Well Schooled Best In Class
By Bill McLean
By Bill McLean
A few framed photographs of Alex Sheridan’s late grandfather Henry Sheridan hang behind his desk at Lake Forest Country Day School (LFCDS).
Henry, an immigrant from Vienna, Austria, changed his surname to Sheridan in 1940 after volunteering to join the U.S. Army. The history of Civil War Union General Philip Henry Sheridan—a certain iconic road along the North Shore is named in his honor—was familiar to the other soldiers at Fort Benning who planted the idea for the name change. After receiving a battlefield commission, Henry Sheridan served as an intelligence officer under General George S. Patton in World War II.
“I’m looking at the photos of my grandfather right now,” Alex Sheridan, Director of Enrollment, Marketing, and Financial Aid at LFCDS since 2018, says in a phone conversation.
Perfect. Alex Sheridan digs history.
“Sheridan Road,” adds the 35-year-old, “became Sheridan Road in 1889.” This was one year after LFCDS opened its doors for the first time.
“There’s a lot of history at this school, a lot of tradition,” says Sheridan, who earned many varsity letters in soccer, basketball, and baseball en route to Hall of Fame honors at The Browning School in New York City. “But, embedded in that tradition has always lived a commitment to progressive education, to constantly asking, ‘What’s next?’” Sheridan explains.

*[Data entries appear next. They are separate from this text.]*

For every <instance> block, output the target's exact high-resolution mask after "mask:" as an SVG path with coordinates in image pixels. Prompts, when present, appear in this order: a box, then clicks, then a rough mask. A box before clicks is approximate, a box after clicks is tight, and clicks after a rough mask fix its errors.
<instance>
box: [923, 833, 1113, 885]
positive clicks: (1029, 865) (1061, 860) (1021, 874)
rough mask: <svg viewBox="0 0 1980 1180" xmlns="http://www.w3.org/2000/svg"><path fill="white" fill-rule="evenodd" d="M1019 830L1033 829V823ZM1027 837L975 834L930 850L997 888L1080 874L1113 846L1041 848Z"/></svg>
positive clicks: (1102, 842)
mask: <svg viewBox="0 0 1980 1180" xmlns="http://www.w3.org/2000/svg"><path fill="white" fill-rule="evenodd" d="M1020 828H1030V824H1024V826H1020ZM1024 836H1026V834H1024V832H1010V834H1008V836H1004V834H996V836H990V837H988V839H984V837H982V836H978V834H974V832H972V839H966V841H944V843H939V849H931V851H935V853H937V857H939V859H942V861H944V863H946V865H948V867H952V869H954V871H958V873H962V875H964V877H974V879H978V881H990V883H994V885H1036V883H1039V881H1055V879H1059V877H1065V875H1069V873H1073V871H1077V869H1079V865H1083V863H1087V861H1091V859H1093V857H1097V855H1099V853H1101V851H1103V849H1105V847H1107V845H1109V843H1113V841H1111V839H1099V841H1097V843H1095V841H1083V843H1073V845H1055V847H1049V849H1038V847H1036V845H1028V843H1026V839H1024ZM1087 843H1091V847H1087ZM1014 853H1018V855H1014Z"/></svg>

“I love being here. I love talking about the school. I knew about Lake Forest Country Day School when I was working at several schools on the East Coast (The Masters School in Dobbs Ferry, New York, and Riverdale Country School in the Bronx, New York, to name a pair). Lake Forest Country Day School was nationally revered and recognized then, and it still is.”
Two short months after Sheridan’s first day of work at LFCDS, a parent approached him and said something that would be repeated … by other parents: “Lake Forest Country Day School changed my child’s life.”
Sheridan continues to hear another refrain, often, at the 33-acre campus.
“I can’t tell you how many times I’ve heard a parent say, ‘I wish I’d enrolled my child here sooner,’” says Sheridan, who earned a degree in sociology at the University of Wisconsin-Madison and a degree in Organizational Leadership at Quinnipiac University in Hamden, Connecticut. “LFCDS helps students not only develop the skills needed to navigate a complex world and to change it for the better, but how to do it with a nuanced understanding of who they are both as learners and as people.”
Sheridan thinks highly of LFCDS’s faculty, citing their smooth transition to teaching students remotely after the onset of the pandemic last spring and—“without a playbook,” he notes—teaming with the school’s administration to establish safety protocols that allowed LFCDS to return to full on-campus learning in the fall.
“Our students and teachers took all of the necessary adjustments in stride, but this year would not be possible without the partnership we have and have always had with our parents,” Sheridan notes. “There’s a rare energy here that extends beyond the curricula and outstanding pedagogy; we’re about relationships, about people feeling a sense of inclusion and belonging in an increasingly diverse environment.”
LFCDS’s 400 enrollees (co-educational, independent pre-kindergarten through eighth grade) hail from 37 ZIP codes. People of color make up 25 percent of its student body; 25 percent receive financial aid, and; 11 percent are international students. The school’s mission statement: “Inspired teaching, academic rigor, attention to individual needs, a commitment to responsible citizenship—these principles infuse every aspect of life at Lake Forest Country Day School and define our dedication to producing students of strong character with a passion for learning.”
The student-teacher ratio is an attentive 7:1, with classes averaging around 15 students. The school was one of only four schools in Illinois to be named a Microsoft Showcase School, and the only elementary school in the state to have received the designation. Even the young students boast a clear, confident speaking voice, in part because students in the early childhood program receive ample opportunities to practice and refine the essential skill of public speaking in a safe and supportive environment.
But don’t think for a second that LFCDS students only learn and grow in a classroom setting. Boy from one ZIP code sits down for lunch. Girl from another ZIP code joins him.
Boy and girl talk. And listen.
“Our students,” Sheridan says, “are learning as much from each other as they are from our teachers.”